Figure 1: A fluorescence micrograph of a cell showing the actin cytoskeleton (stained blue). Two RIKEN researchers have demonstrated a way to create actin networks artificially using a laser. © JOE MCKELLAR/SCIENCE PHOTO LIBRARY
A laser-based system that can create mesh-like structures in a dish that resemble the cytoskeletons of cells has been developed by two RIKEN researchers1. They demonstrated its usefulness for research by exploring how two proteins interacted with artificial cytoskeletons.
Cytoskeletons in cells are made from a dense meshwork of actin fibers. Actin cytoskeletons are vital for cells since they impart shape to cells and enable them to move, divide and generate mechanical force.
"The actin cytoskeleton is a kind of scaffold that stabilizes a cell," says Makito Miyazaki of the RIKEN Center for Integrative Medical Sciences (IMS). "It also regulates cell division, motility and various developmental processes."
Given the importance of the actin cytoskeleton, scientists have been keen to discover more about it. In particular, they want to find out how it interacts with various proteins that bind to it. But it is difficult to study the actin cytoskeleton in cells because of its thinness and complexity.
To overcome this problem, researchers have been devising ways to create actin networks in dishes. But it is challenging to control the construction of actin networks in space and time using current methods. It is also hard to vary the network density.
Now, Miyazaki and Kei Yamamoto, also of IMS, have overcome these shortcomings by developing a new method that effectively acts as a 3D laser printer, constructing actin networks in three dimensions.

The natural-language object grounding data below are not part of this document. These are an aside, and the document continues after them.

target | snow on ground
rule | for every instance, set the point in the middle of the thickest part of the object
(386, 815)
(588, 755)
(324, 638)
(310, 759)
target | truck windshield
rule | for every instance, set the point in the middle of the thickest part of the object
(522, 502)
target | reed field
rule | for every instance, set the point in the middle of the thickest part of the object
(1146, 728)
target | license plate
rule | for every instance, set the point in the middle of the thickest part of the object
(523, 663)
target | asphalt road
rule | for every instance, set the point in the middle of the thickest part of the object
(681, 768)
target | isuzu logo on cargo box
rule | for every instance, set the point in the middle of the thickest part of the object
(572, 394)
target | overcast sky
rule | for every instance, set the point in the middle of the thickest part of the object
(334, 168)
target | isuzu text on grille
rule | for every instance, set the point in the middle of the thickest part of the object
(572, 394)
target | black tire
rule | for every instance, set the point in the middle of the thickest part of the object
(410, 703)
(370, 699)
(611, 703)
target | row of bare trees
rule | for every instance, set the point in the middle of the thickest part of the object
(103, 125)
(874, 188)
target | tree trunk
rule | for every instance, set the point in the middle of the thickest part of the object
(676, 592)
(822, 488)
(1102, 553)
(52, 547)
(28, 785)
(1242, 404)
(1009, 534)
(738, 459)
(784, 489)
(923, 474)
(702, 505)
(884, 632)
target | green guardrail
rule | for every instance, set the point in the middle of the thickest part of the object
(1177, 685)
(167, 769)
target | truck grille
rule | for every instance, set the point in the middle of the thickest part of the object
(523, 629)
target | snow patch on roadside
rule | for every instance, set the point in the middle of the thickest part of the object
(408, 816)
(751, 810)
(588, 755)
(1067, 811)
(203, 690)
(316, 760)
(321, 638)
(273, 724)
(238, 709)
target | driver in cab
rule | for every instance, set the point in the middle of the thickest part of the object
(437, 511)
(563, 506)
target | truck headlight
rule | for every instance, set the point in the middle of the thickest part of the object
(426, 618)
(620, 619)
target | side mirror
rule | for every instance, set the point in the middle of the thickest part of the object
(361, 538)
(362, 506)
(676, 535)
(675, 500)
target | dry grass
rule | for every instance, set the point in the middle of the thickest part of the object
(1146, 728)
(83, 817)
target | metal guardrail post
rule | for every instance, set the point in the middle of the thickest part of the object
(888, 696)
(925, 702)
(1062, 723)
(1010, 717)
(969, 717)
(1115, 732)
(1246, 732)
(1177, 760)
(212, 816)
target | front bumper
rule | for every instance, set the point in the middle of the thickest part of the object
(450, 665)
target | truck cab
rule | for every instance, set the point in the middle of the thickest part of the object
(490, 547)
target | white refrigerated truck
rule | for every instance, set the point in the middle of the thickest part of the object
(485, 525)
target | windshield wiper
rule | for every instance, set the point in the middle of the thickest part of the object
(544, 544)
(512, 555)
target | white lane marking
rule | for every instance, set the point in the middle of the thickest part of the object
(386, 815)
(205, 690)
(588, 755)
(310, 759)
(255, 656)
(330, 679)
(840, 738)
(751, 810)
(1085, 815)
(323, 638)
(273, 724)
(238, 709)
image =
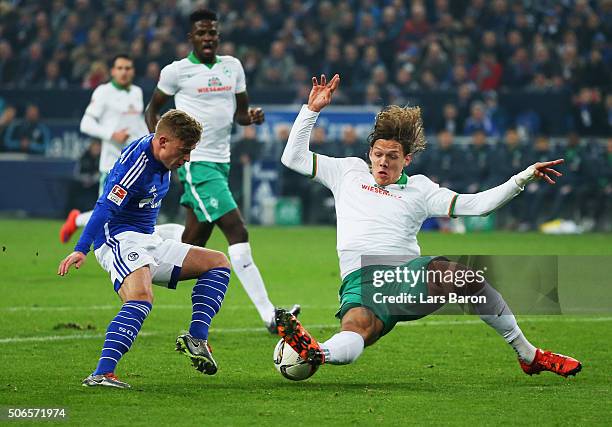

The pair co-opted a light-based technique that is often used in neuroscience to excite neurons in the brain-optogenetics-to induce molecules of actin to bond together.
By varying the power, pulse length and pattern of the light beam, they could control the density, thickness and shape of the resulting actin network.
Inside cells, the construction of actin networks depends on the interaction of multiple signaling pathways, making it hard to analyze.
"We've established a method that can manipulate a single parameter of the actin network independently of the signaling pathways," says Miyazaki. "As far as we're aware, it's the first tool to be able to do this."
In a demonstration of the technique's power, Miyazaki and Yamamoto used it to explore how the density of the actin network affected two common actin-binding proteins: myosin, which enables the actin cytoskeleton to generate force, and cofilin, which degrades actin filaments.
In the case of myosin, they found that just a small increase in network density prevented the protein from infiltrating the network. In contrast, cofilin could enter the network irrespective of its density.
The pair intend to use their method to discover how the actin cytoskeleton controls cell division and the direction of cell motility.